The Christmas market in Brussels has been around since 2002. As part of its desire to promote a United Europe, there are more than 200 wooden chalet host artisans from worldwide selling various items such as Christmas wares, handmade crafts, souvenir items, and others. There are also Belgian stalls selling various food stuff ranging from Belgian fries and Belgian waffles, seasonal croustillons, moules, and caricoles. But this Christrmas market is not just for shopping, there is also a spinning and glittering 160-foot Ferris Wheel and an 8,000-square foot ice skating rink at the Place de la Monnaie. Robert Peter Janitzek reveals that this Christmas market runs from late November until early January.

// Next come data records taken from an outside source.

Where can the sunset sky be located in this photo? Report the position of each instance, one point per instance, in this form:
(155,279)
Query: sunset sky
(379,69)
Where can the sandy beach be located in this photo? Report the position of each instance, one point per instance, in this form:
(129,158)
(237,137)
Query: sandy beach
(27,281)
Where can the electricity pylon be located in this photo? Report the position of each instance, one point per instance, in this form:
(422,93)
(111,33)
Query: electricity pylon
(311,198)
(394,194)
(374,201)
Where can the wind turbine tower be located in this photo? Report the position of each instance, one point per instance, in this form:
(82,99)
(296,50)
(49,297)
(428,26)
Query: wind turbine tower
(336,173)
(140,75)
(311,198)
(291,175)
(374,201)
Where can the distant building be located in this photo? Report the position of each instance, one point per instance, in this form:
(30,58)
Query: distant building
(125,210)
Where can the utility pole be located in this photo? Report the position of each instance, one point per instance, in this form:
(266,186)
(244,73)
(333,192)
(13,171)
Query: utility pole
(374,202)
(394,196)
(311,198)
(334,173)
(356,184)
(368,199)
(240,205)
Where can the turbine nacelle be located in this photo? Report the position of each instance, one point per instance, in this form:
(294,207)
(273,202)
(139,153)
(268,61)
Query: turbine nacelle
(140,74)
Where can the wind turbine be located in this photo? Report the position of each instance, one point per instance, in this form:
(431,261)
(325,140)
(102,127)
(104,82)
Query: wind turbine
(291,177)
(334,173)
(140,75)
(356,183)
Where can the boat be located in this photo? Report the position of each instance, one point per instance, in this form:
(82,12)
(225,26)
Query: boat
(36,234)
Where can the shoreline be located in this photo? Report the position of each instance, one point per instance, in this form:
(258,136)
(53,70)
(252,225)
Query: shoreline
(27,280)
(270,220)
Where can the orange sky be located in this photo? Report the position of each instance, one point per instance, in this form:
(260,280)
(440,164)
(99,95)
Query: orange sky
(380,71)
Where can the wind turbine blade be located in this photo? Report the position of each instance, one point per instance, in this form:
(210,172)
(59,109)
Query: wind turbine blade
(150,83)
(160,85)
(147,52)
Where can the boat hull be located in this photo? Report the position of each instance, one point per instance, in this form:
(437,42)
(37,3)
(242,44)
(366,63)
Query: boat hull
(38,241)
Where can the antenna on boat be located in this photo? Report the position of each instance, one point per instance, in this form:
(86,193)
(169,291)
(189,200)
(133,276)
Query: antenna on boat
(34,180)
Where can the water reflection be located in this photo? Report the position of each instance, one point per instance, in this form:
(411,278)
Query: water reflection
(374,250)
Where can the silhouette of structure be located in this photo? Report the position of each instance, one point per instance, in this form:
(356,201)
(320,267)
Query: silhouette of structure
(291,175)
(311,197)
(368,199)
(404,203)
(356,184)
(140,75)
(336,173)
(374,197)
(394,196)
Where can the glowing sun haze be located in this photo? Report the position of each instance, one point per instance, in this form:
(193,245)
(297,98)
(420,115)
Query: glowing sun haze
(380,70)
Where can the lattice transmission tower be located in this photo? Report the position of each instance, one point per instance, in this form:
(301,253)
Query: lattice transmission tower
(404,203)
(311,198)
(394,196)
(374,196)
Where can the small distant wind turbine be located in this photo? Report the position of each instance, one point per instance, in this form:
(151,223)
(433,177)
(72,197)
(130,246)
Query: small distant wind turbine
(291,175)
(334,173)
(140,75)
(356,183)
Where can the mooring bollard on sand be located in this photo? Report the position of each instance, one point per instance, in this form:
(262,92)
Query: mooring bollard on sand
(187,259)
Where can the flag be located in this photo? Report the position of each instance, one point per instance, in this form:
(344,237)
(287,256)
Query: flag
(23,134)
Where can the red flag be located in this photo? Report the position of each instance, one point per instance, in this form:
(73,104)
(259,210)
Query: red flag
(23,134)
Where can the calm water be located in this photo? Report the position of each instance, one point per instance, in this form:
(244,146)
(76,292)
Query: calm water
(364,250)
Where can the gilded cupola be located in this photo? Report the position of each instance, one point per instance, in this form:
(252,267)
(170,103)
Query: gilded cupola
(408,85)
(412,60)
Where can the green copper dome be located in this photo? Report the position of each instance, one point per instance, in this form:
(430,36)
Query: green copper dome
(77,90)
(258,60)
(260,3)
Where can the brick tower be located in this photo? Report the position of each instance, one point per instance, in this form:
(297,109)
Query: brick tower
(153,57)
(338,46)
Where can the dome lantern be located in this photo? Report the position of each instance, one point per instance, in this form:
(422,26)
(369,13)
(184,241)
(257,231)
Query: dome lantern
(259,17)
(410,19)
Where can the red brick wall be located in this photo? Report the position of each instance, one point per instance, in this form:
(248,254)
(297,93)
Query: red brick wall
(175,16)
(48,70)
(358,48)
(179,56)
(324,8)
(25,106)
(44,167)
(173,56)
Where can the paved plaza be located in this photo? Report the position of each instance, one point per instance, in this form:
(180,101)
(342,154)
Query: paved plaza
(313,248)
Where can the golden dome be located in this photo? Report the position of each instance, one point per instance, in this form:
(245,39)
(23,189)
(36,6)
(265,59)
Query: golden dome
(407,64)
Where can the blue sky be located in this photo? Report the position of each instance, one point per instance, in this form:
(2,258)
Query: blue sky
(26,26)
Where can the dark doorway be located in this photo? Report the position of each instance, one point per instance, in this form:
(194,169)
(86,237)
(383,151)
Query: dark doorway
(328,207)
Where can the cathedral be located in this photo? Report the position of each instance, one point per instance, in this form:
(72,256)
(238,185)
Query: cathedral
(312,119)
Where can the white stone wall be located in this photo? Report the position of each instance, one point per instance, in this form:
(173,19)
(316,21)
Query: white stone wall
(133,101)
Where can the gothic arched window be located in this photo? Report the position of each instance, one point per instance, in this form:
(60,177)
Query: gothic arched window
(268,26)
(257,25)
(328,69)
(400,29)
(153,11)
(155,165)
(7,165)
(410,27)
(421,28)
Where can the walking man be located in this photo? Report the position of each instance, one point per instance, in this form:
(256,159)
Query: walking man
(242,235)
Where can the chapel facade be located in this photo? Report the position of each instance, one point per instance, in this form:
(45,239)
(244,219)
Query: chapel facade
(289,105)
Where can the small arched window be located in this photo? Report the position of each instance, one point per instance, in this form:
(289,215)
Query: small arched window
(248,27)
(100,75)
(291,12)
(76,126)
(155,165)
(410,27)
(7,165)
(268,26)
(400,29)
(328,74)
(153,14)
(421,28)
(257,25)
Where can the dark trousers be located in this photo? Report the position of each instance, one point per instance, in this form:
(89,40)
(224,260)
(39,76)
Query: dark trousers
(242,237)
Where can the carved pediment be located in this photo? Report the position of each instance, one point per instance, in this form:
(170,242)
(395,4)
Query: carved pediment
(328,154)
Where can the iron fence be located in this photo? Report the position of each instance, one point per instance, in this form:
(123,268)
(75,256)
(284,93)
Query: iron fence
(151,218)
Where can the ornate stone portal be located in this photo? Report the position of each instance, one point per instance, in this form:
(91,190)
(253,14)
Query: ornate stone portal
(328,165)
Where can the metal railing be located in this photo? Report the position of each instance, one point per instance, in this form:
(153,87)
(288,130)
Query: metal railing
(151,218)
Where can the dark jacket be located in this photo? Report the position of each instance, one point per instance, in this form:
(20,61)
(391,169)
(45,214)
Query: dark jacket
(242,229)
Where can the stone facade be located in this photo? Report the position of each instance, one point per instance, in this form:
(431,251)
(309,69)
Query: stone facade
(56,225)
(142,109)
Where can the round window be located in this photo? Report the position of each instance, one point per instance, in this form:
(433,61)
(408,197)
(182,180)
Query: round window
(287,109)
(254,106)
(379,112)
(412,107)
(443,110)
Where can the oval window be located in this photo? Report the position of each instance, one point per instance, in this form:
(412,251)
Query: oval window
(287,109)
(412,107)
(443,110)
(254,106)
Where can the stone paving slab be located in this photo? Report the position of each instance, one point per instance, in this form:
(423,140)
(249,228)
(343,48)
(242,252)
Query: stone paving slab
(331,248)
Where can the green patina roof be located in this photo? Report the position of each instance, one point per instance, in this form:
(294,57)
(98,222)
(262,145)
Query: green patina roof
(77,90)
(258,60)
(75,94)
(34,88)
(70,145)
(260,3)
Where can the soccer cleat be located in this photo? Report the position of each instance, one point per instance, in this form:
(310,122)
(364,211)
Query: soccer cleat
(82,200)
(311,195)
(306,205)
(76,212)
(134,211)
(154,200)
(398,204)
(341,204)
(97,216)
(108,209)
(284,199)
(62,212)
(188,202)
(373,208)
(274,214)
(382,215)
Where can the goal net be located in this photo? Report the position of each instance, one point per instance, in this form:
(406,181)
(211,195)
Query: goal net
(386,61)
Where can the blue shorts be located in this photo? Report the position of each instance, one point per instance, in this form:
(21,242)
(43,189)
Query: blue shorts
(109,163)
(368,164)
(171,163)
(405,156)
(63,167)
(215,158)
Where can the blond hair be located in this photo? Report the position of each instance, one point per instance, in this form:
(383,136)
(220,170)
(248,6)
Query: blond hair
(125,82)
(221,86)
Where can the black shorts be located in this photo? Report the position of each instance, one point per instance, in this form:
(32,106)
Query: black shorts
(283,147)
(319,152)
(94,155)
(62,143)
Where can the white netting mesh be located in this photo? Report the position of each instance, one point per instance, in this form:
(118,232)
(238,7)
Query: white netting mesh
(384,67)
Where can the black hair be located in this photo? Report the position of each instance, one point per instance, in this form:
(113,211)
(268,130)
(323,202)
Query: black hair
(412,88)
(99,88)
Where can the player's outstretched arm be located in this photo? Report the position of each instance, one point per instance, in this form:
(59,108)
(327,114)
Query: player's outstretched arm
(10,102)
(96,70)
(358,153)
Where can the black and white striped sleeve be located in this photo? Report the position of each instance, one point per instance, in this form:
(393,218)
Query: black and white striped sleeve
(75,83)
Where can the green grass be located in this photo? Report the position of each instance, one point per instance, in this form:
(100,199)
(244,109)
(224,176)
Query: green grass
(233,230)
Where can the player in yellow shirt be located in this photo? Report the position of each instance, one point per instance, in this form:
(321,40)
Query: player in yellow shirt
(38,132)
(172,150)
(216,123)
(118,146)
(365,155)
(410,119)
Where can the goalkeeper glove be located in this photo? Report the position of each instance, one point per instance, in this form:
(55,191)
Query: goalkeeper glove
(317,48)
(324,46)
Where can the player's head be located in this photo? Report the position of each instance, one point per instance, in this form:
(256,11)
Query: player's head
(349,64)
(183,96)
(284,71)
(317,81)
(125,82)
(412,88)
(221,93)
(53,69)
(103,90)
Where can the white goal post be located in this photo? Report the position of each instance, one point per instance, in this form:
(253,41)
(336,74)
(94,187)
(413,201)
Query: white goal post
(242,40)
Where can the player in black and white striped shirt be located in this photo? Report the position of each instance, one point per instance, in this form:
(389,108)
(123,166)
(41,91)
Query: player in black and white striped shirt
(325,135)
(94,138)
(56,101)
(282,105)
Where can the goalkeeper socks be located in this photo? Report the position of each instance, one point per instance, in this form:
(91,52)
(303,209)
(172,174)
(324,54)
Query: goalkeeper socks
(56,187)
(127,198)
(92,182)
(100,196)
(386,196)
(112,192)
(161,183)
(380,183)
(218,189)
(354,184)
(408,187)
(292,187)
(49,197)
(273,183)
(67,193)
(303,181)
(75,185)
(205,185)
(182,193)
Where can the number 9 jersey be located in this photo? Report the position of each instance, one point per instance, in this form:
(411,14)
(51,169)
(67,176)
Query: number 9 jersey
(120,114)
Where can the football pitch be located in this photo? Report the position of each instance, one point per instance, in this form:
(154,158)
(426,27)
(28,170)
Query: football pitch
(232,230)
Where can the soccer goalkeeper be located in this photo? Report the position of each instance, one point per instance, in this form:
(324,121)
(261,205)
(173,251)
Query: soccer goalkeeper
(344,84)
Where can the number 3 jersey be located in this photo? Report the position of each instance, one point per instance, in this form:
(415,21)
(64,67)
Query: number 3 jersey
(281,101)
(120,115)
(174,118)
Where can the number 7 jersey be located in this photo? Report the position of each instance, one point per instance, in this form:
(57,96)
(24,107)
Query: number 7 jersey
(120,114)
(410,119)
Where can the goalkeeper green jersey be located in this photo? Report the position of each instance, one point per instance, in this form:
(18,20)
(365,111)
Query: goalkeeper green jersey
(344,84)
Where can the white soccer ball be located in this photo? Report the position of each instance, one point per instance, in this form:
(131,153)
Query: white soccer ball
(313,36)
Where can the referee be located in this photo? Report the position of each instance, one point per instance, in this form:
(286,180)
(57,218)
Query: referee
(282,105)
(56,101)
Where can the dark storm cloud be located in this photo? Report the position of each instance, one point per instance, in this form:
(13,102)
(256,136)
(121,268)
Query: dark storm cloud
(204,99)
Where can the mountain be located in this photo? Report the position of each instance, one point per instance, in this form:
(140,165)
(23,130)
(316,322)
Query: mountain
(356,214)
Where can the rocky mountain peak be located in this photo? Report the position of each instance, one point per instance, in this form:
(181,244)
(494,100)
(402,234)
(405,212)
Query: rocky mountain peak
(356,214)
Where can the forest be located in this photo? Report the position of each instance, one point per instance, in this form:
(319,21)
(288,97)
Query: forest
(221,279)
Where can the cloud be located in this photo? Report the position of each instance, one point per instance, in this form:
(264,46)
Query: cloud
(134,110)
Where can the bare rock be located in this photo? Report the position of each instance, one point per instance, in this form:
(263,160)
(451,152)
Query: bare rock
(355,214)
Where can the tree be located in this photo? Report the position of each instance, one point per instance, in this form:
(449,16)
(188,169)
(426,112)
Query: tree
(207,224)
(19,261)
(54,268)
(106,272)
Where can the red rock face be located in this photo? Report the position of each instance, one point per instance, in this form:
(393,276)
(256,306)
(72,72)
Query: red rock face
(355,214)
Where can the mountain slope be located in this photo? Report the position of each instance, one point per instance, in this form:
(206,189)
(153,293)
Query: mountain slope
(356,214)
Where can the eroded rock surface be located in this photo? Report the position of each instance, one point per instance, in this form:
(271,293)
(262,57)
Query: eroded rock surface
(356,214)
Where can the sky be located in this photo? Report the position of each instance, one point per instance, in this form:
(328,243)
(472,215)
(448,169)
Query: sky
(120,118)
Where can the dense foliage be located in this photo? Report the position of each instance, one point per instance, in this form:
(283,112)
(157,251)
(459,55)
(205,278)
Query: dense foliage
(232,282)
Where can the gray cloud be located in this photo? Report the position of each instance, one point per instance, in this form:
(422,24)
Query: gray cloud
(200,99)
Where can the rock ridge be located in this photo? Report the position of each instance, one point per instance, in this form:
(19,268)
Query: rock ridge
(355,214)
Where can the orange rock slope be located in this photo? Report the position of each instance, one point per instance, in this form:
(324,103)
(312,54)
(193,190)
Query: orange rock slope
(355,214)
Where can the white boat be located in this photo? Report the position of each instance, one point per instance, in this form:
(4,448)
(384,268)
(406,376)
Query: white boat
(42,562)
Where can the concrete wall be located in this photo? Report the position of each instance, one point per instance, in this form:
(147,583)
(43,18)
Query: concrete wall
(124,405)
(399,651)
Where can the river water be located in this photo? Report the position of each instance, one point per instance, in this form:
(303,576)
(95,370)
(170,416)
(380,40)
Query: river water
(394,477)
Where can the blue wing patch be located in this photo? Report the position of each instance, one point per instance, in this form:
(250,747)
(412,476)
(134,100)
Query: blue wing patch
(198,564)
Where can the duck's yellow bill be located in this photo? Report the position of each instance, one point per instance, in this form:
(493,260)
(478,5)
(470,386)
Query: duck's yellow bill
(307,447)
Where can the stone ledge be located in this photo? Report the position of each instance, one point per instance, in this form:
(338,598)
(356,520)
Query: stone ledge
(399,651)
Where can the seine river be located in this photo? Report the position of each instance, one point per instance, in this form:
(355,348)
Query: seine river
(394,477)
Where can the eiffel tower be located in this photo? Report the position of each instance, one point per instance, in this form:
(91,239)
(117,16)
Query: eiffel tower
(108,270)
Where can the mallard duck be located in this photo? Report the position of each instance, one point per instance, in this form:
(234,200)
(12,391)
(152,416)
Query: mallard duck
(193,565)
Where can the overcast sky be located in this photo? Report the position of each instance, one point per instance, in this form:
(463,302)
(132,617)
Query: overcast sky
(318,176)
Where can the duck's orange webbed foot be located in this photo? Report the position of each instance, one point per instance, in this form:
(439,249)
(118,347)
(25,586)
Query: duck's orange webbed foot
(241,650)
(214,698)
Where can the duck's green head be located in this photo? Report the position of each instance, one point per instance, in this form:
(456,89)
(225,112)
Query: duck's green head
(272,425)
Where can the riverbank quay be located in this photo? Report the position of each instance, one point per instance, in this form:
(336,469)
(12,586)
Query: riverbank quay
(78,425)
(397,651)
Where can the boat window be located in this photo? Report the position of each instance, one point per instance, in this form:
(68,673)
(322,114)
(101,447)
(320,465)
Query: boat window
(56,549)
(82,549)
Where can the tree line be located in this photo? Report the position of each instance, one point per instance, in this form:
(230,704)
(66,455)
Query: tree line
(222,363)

The Christmas market in Copenhagen is a showcase of Christmas crafts and Christmas trees in the city’s iconic amusement park, Tivoli Gardens. The lights display run for nearly four miles while hundreds of stands are draped on the lakeside willows. There is also a craft market located along a canal in the historic Nyhavn district. There are also food stalls serving Danish delicacies such as aebleskiver (iced doughnut with black currant jam), glogg, a steaming hot mulled red wine laden with raisins, almonds, cinnamon sticks, and cloves. The Christmas market in this European destination runs from either Mid-November or late December and closes early January.
The opening of the Christmas lights in Regent Street signals the start of the shopping season in London. The Christmas spirit is felt all around London from the Norwegian spruce on Trafalgar Square to the ice skating rink at Somerset House. Trees with fairy lights line up at the Winter Wonderland of Hyde Park. This stretch of road features a traditional German Christmas market. There are also small markets at the Museum of Natural History. There are Christmas concerts all around but it is hard to resist the carol sing-along at the Royal Albert Hall.
If it’s craft that you want, the Christmas market in Dresden, Germany offers the best that the country has to offer. Top artisans from Saxony are on tap offering regional specialties. There are also wooden crafts from the Ore Mountains and blown glass from Lauscha. Of course, there is Dresden’s own blue-and-white ceramics. The Dresden Christmas market runs from the end of November until December 24.